In connection with the widely-reported threat by the ISI leader Omar al-Baghdadi to wage jihad against Iran, Al-Hayat juxtaposes this:
Iran joined the race that the American forces and the Iraqi government are already involved in, to win the love of the Sunni tribes [of Iraq], by inviting some of their leaders who are well-connected to armed groups, to visit Tehran and meet with Iranian authorities, in order to "put an end to mutual suspicions". Meanwhile, the "emir" of the "Islamic State of Iraq" issued warnings about a strike against Iranian assets and Sunni businessmen in the Gulf who do business with Tehran if it does not stop its support for the "rejectionists" (Shiites) in Iraq. ...Al-Hayat has obtained reliable information confirming that the Iranian government issued invitations to influential Sunni tribal leaders who are close to armed groups to visit Tehran "to meet with senior political and religious figures there," and they [subject missing here] said this is part of the Iranian aim of "dissipating suspicions" about its role in Iraq, and the invitees are going to convey their concerns about Iranian aims, and urge Iran to play a participatory role in guaranteeing the unity of the country.

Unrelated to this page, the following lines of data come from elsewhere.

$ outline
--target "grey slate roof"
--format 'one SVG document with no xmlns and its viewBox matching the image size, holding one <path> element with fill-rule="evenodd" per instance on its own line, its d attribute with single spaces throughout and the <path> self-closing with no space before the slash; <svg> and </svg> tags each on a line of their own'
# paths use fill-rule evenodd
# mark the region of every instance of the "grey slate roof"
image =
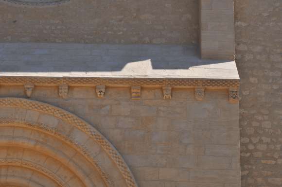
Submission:
<svg viewBox="0 0 282 187">
<path fill-rule="evenodd" d="M 239 79 L 189 45 L 0 43 L 0 76 Z"/>
</svg>

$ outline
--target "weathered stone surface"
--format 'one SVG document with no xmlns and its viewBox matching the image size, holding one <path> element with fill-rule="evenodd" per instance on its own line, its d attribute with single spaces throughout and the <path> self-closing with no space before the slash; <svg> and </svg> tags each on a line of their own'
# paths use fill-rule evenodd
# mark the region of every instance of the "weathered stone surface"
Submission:
<svg viewBox="0 0 282 187">
<path fill-rule="evenodd" d="M 140 3 L 137 0 L 90 2 L 70 0 L 67 3 L 57 5 L 59 0 L 51 7 L 28 6 L 28 10 L 35 11 L 22 11 L 23 8 L 26 8 L 24 5 L 3 1 L 0 1 L 2 42 L 197 43 L 198 5 L 195 0 L 172 3 L 154 0 Z M 54 1 L 9 1 L 43 2 L 44 5 L 44 2 Z M 27 43 L 26 46 L 28 46 Z M 73 49 L 75 47 L 74 44 L 68 47 Z M 60 49 L 55 52 L 59 52 Z M 23 48 L 21 51 L 25 50 Z M 49 52 L 39 48 L 26 54 L 36 55 Z M 89 53 L 90 51 L 80 48 L 75 52 L 81 55 Z M 95 54 L 96 52 L 92 52 Z"/>
<path fill-rule="evenodd" d="M 242 187 L 281 186 L 282 11 L 280 0 L 235 1 Z"/>
<path fill-rule="evenodd" d="M 0 93 L 9 88 L 13 89 L 14 87 L 1 85 Z M 230 114 L 238 115 L 239 110 L 238 107 L 231 106 L 228 101 L 227 90 L 207 90 L 206 95 L 209 101 L 198 102 L 193 95 L 194 89 L 178 89 L 176 94 L 181 97 L 163 100 L 161 87 L 146 88 L 145 91 L 151 96 L 150 99 L 141 97 L 139 101 L 131 99 L 130 87 L 107 87 L 106 94 L 103 99 L 96 96 L 93 87 L 71 86 L 66 99 L 60 98 L 57 93 L 46 94 L 42 97 L 37 94 L 46 90 L 57 90 L 57 86 L 36 86 L 35 90 L 37 100 L 78 114 L 99 129 L 121 153 L 140 187 L 239 187 L 238 119 L 237 122 L 235 118 L 227 119 L 230 118 Z M 23 92 L 22 96 L 24 97 Z M 0 96 L 2 95 L 0 94 Z M 149 103 L 151 104 L 147 104 Z M 238 106 L 238 103 L 233 104 Z M 42 107 L 36 108 L 39 110 Z M 201 109 L 203 108 L 205 110 Z M 225 111 L 226 108 L 229 108 L 229 112 Z M 191 111 L 195 109 L 204 111 L 204 114 Z M 0 113 L 0 118 L 10 116 L 32 123 L 36 121 L 53 129 L 58 135 L 71 138 L 78 145 L 91 150 L 91 155 L 104 166 L 110 176 L 119 176 L 115 164 L 108 160 L 103 147 L 97 145 L 90 136 L 85 135 L 82 129 L 74 128 L 63 119 L 40 111 L 18 107 L 0 107 L 0 111 L 3 111 Z M 55 114 L 58 113 L 56 112 Z M 69 160 L 73 163 L 68 166 L 73 167 L 74 170 L 82 170 L 85 175 L 93 171 L 75 149 L 52 139 L 48 133 L 43 136 L 33 129 L 5 128 L 0 124 L 0 136 L 24 136 L 52 145 L 56 150 L 69 155 Z M 264 141 L 269 141 L 266 136 L 264 137 Z M 38 149 L 44 148 L 41 144 L 36 145 Z M 261 147 L 260 149 L 264 148 L 263 145 Z M 2 154 L 5 154 L 3 156 L 6 157 L 6 151 L 0 149 L 0 159 Z M 11 152 L 11 155 L 15 154 Z M 29 154 L 27 153 L 26 155 L 28 157 Z M 42 157 L 36 153 L 30 158 L 34 157 L 41 162 Z M 68 167 L 57 168 L 57 162 L 60 163 L 59 161 L 52 160 L 49 157 L 46 159 L 44 163 L 50 164 L 48 168 L 52 170 L 57 170 L 60 177 L 65 180 L 73 177 L 74 174 L 69 172 Z M 268 162 L 273 160 L 265 160 Z M 271 163 L 268 165 L 273 165 Z M 42 177 L 38 179 L 43 180 Z M 103 186 L 103 181 L 97 173 L 93 173 L 91 177 L 86 177 L 86 179 L 88 184 L 94 181 L 95 184 Z M 124 186 L 123 181 L 123 179 L 118 177 L 113 180 L 115 184 Z M 71 183 L 70 182 L 70 185 L 74 187 L 80 185 Z"/>
</svg>

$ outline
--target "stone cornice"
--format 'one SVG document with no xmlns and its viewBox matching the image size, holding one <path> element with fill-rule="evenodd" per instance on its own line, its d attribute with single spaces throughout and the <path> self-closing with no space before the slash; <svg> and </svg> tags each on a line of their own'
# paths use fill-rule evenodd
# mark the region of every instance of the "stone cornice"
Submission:
<svg viewBox="0 0 282 187">
<path fill-rule="evenodd" d="M 97 85 L 130 86 L 140 85 L 143 87 L 160 87 L 169 85 L 173 87 L 192 88 L 203 86 L 210 89 L 228 89 L 230 87 L 239 87 L 239 80 L 179 78 L 0 76 L 0 85 L 22 85 L 26 84 L 41 86 L 59 86 L 62 84 L 67 84 L 73 86 L 92 86 Z"/>
</svg>

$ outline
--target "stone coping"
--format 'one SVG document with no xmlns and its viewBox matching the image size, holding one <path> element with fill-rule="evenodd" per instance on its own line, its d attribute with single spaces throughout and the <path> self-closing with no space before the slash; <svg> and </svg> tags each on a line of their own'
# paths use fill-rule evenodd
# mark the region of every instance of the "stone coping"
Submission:
<svg viewBox="0 0 282 187">
<path fill-rule="evenodd" d="M 0 84 L 237 87 L 234 61 L 191 45 L 0 43 Z"/>
</svg>

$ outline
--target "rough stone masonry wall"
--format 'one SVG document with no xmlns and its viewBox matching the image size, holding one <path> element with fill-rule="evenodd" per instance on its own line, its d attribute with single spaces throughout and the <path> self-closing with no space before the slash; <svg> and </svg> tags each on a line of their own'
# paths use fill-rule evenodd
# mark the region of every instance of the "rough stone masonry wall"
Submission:
<svg viewBox="0 0 282 187">
<path fill-rule="evenodd" d="M 242 187 L 281 187 L 282 1 L 235 6 Z"/>
<path fill-rule="evenodd" d="M 0 42 L 198 43 L 197 0 L 70 0 L 41 7 L 3 2 Z"/>
<path fill-rule="evenodd" d="M 36 86 L 31 99 L 49 103 L 93 125 L 129 165 L 140 187 L 239 187 L 239 106 L 227 90 L 207 90 L 196 101 L 193 89 L 143 88 L 132 100 L 129 88 Z M 23 86 L 0 86 L 0 97 L 26 98 Z"/>
</svg>

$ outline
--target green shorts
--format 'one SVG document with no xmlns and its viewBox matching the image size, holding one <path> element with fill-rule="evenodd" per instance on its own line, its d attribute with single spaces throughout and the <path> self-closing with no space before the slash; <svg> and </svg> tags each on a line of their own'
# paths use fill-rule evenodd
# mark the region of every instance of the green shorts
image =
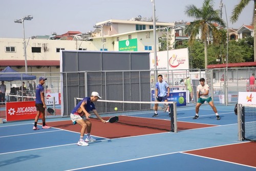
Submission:
<svg viewBox="0 0 256 171">
<path fill-rule="evenodd" d="M 203 103 L 204 103 L 204 102 L 205 101 L 206 101 L 207 102 L 207 103 L 209 103 L 209 102 L 210 101 L 212 101 L 212 99 L 211 99 L 211 97 L 208 97 L 207 99 L 203 99 L 203 98 L 200 97 L 198 99 L 198 100 L 197 100 L 197 102 L 203 104 Z"/>
</svg>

Al-Hayat includes considerable detail from the ISI tape that was disseminated on the internet, but says nothing further by way of elaboration or support for this report about an Iranian invitation to the tribal leaders.

With respect to al-Baghdadi, lest anyone has forgotten their skepticism, I would like to refer back to the self-explanatory post "ISI chief reportedly had Saudi-intelligence connections". Not to mention, for overall orientation, the indications of a black-ops background to Fatah al-Islam in Lebanon, and the well-documented alliance between the USA and Dahlan in Palestine. (War in Context today notes that the recent interview with a Hamas official suggests it was US-ally Dahlan who impeded the earlier release of the BBC journalist Johnston).

The Al-Hayat reporter moves on to other issues. Following a roundup of the latest Maliki-Sadr confrontation news, he turns to the Iraq-Saudi situation.
On another issue, Saudi security officials said they are going to put an Iraqi security-diplomatic delegation, meeting them in Jedda today, in the picture respecting the "disturbing situation" Riyadh is suffering from as a result of the "enormous volumes of smuggling" of weapons and drugs from Iraqi territory, in addition to Iraqi infiltrators, and the question of cooperation in fighting terrorism.
And he quotes the head of the Gulf Research Center as stressing two points the Saudis are particularly interested in: One is the volume of drug and weapons smuggling from Iraq, and the other is the return to Saudi Arabia of Saudi nationals held in Iraqi prisons, whether these prisons are run by the Iraqis or the Americans. Abdulaziz bin Saqr said it would be in the interests of the Iraqis and the Americans to return these people to the Saudi authorities, because it would help them fight the local terror networks that are involved in Iraq.